Schwermetalle natürlich ausleiten nach dem Klinghardt-Protokoll mit Chlorella, Koriander und Bärlauch

Schwermetalle ausleiten mit der Schwermetallausleitung nach Dr. Klinghardt ist effektiv und natürlich. Der Umweltmediziner setzt dabei vor allem auf drei Komponenten: Chlorella, Bärlauch und Koriander.

Die in diesen Pflanzen enthaltenen Stoffe sorgen dafür, dass Schwermetalle aus Gewebe, Zellen und Gehirn effektiv ausgeleitet werden. Begleitend mit einigen weiteren ergänzenden Punkten konnten sich bereits 1000e Menschen dank dem Klinghardt-Protokoll Schwermetalle erfolgreich ausleiten und sich von einer Schwermetallbelastung befreien.

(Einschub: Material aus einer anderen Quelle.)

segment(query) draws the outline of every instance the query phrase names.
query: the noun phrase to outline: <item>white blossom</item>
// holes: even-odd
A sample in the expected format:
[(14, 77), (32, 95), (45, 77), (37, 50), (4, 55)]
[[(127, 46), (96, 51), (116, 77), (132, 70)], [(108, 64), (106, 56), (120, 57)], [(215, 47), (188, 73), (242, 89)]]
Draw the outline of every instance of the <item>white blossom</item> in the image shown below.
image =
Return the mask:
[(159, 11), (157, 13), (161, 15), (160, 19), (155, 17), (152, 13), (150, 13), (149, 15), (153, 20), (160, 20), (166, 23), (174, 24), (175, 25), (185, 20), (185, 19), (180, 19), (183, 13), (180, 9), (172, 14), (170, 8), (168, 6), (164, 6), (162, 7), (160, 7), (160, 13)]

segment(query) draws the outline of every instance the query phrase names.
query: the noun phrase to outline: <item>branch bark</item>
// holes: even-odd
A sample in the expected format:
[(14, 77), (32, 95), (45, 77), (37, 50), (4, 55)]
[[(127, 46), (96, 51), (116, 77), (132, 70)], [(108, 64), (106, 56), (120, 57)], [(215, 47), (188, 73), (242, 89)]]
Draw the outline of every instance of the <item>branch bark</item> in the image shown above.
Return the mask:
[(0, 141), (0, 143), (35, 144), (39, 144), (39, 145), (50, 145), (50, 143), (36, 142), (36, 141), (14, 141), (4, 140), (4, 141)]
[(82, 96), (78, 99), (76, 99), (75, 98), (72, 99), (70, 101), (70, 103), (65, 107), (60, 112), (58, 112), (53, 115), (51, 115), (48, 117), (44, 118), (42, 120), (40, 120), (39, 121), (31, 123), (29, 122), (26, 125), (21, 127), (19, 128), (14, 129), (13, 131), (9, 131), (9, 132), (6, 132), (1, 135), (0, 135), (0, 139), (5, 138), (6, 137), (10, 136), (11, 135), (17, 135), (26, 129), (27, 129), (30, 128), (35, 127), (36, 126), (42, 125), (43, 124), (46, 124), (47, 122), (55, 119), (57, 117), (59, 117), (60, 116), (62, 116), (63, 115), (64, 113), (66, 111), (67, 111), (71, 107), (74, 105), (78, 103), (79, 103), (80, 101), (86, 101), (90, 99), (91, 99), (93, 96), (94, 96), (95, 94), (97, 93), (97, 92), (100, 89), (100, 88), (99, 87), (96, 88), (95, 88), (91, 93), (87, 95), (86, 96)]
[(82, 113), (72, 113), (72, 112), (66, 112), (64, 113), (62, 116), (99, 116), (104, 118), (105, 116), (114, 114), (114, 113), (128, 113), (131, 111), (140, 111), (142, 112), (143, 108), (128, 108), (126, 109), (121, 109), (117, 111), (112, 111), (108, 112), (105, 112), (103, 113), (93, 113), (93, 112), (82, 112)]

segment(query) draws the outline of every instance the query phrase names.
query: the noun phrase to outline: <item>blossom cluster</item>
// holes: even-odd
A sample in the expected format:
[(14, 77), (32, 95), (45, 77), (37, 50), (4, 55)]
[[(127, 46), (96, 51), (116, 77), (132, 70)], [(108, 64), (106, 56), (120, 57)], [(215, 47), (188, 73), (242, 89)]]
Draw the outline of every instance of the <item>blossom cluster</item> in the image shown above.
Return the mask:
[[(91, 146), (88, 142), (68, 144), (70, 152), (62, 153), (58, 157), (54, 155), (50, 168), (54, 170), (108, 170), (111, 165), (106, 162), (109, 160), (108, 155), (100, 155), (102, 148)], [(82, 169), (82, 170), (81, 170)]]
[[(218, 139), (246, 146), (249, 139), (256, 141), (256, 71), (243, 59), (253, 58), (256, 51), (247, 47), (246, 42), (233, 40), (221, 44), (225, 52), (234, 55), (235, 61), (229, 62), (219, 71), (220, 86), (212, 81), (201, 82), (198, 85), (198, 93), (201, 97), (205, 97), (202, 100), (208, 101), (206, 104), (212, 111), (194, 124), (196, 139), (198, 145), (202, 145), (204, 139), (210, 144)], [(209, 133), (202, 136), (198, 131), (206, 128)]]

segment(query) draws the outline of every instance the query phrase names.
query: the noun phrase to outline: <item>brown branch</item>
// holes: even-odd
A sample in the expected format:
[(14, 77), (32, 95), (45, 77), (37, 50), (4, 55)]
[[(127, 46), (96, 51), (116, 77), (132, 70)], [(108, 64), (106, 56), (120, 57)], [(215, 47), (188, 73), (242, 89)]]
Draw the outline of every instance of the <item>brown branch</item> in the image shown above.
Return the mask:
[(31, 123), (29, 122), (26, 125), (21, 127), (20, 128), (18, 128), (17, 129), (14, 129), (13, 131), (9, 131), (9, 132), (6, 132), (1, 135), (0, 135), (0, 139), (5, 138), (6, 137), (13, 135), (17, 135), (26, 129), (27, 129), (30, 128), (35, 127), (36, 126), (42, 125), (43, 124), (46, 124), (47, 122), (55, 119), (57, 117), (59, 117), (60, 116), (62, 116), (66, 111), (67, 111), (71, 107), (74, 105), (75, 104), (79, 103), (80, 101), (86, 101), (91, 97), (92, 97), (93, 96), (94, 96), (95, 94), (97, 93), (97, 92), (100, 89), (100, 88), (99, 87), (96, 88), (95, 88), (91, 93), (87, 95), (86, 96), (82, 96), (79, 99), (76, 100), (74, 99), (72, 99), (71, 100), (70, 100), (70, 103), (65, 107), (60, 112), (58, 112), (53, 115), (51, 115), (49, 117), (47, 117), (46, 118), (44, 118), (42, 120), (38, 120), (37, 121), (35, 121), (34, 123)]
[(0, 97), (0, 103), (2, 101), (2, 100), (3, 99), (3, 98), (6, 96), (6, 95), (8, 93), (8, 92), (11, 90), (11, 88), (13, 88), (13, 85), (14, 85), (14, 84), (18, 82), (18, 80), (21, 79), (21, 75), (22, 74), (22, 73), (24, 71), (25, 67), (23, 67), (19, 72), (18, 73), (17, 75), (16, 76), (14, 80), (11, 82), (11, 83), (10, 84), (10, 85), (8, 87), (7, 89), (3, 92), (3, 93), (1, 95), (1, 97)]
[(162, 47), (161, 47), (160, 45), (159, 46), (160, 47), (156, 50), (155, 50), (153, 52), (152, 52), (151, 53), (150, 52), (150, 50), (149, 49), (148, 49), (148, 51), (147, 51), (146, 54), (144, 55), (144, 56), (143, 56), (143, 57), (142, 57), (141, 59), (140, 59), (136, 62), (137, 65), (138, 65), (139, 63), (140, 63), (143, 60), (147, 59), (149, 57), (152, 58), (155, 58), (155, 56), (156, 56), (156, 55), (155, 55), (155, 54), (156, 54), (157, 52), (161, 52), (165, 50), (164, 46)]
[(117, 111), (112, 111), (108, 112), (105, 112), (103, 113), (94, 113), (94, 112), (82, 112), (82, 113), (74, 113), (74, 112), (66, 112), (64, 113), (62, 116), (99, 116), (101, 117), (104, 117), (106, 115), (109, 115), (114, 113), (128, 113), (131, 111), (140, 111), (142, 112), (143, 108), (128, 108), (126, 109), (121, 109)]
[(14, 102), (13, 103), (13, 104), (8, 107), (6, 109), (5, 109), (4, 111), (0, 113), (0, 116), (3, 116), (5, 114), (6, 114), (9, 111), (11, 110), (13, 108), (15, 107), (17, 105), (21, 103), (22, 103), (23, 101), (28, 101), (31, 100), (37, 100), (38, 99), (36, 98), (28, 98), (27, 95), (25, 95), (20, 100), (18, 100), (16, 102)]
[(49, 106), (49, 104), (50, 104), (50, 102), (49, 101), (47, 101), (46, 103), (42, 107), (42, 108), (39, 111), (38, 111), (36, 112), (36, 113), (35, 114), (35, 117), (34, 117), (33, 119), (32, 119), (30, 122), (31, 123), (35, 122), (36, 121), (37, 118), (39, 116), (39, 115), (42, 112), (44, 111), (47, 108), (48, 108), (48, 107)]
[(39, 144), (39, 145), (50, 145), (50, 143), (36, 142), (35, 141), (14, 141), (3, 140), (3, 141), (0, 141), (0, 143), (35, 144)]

Bevor wir gleich einen Überblick über die Schwermetallausleitung nach Dr. Dietrich Klinghardt und eine Anleitung dazu geben, vorab ein paar grundlegende Informationen zu Schwermetallen und ihrer Gefahr für unsere Gesundheit.

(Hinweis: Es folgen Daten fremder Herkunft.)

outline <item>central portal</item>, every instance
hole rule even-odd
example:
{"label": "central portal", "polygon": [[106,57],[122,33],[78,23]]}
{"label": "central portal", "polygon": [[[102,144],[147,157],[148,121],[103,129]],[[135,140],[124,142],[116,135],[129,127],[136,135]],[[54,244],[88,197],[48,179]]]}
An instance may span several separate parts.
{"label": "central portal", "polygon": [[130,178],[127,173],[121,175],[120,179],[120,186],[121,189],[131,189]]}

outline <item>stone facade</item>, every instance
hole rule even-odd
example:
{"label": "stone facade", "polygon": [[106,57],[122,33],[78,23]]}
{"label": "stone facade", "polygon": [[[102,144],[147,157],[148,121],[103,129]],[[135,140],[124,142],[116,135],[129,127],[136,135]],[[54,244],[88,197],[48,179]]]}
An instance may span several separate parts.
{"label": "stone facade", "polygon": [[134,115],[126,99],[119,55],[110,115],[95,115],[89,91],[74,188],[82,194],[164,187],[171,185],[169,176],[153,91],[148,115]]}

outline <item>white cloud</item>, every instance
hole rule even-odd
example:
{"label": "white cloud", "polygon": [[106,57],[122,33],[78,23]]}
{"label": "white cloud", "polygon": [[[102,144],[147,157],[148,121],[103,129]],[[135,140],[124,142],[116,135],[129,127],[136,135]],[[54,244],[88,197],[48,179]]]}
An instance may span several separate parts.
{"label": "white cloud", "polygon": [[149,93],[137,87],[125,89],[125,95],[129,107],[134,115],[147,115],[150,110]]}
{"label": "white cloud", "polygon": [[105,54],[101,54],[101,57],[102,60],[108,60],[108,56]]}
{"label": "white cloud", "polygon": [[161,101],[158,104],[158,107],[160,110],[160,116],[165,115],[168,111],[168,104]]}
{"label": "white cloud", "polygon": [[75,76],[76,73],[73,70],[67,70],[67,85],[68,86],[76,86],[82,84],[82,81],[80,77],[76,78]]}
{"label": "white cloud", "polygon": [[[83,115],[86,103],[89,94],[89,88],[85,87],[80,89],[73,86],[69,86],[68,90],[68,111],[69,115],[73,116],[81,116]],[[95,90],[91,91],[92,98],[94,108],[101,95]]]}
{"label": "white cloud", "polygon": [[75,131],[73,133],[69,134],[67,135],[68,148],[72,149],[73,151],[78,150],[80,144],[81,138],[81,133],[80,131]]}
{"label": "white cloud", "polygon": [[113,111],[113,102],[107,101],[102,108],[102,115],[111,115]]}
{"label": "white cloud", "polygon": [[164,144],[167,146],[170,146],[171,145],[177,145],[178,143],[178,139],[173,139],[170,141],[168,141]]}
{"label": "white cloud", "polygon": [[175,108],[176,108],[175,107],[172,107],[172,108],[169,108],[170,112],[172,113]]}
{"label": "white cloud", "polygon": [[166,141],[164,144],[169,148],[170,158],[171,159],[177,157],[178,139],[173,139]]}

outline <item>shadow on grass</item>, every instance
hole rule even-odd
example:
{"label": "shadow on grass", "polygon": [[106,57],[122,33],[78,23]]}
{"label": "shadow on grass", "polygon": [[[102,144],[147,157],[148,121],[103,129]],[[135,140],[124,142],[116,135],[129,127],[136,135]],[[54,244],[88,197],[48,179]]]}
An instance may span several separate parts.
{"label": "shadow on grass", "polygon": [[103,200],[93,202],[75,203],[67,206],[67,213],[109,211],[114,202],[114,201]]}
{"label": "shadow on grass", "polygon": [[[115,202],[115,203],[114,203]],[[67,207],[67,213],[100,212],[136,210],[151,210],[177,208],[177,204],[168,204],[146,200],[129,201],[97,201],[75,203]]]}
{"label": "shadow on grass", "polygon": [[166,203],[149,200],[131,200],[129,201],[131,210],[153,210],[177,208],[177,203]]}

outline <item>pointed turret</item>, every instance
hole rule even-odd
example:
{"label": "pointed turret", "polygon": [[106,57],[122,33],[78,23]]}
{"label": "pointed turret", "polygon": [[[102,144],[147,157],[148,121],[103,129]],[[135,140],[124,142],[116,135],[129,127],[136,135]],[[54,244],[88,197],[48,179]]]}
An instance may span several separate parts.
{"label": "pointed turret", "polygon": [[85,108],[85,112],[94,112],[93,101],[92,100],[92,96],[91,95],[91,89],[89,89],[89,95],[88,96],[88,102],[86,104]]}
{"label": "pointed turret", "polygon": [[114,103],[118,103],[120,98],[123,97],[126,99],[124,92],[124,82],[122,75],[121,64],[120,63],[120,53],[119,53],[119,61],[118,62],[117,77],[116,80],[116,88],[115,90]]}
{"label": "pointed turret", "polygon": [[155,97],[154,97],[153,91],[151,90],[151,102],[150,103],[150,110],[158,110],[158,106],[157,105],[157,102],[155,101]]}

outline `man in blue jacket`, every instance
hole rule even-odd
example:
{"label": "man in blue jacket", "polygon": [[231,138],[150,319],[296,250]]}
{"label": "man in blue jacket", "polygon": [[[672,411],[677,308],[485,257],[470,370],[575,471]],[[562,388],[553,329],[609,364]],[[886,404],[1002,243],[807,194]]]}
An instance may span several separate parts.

Schwermetalle ausleiten – Warum ist das sinnvoll?

Schwermetalle sind eine Gefahr für unsere Gesundheit. Als Neurotoxine schädigen sie vor allem das Gehirn und stören aufgrund ihrer elektrischen Leitfähigkeit die Kommunikation unserer Nervenzellen, sie bilden die Grundlage für Parasiten, bringen unsere Enzymsysteme durcheinander und werden mit chronischen Erkrankungen wie MS, Alzheimer, Gelenkproblemen, rheumatischen Beschwerden, chronischer Müdigkeit und depressiven Verstimmungen in Verbindung gebracht.

Ausführlich dazu in Teil 1 unserer Artikelserie über Schwermetalle>>

Da Schwermetalle über die Luft, das Trinkwasser, Nahrungsmittel, Kosmetika, Zahnfüllungen und viele andere Wege in unseren Körper gelangen, haben wir in der heutigen Zeit keine Chance, ihnen vollständig aus dem Weg zu gehen.

Leider sind die Möglichkeiten, diese nicht organischen Metallverbindungen auszuscheiden, stark begrenzt. Unser Körper ist bei der Entgiftung von Schwermetallen, die in dieser Form natürlicherweise nicht in unserem Organismus vorkommen und daher fremd für ihn sind, auf unsere Mithilfe angewiesen.

Aus diesen Gründen gibt es laut Dr. Dietrich Klinghardt, einem der weltweit führenden Umweltmediziner, nur eine Möglichkeit, unsere Gesundheit so lange wie möglich zu erhalten: den Körper bei der Entgiftung von Schwermetallen und anderen Schadstoffen so gut es geht zu unterstützen – und das am besten ein Leben lang.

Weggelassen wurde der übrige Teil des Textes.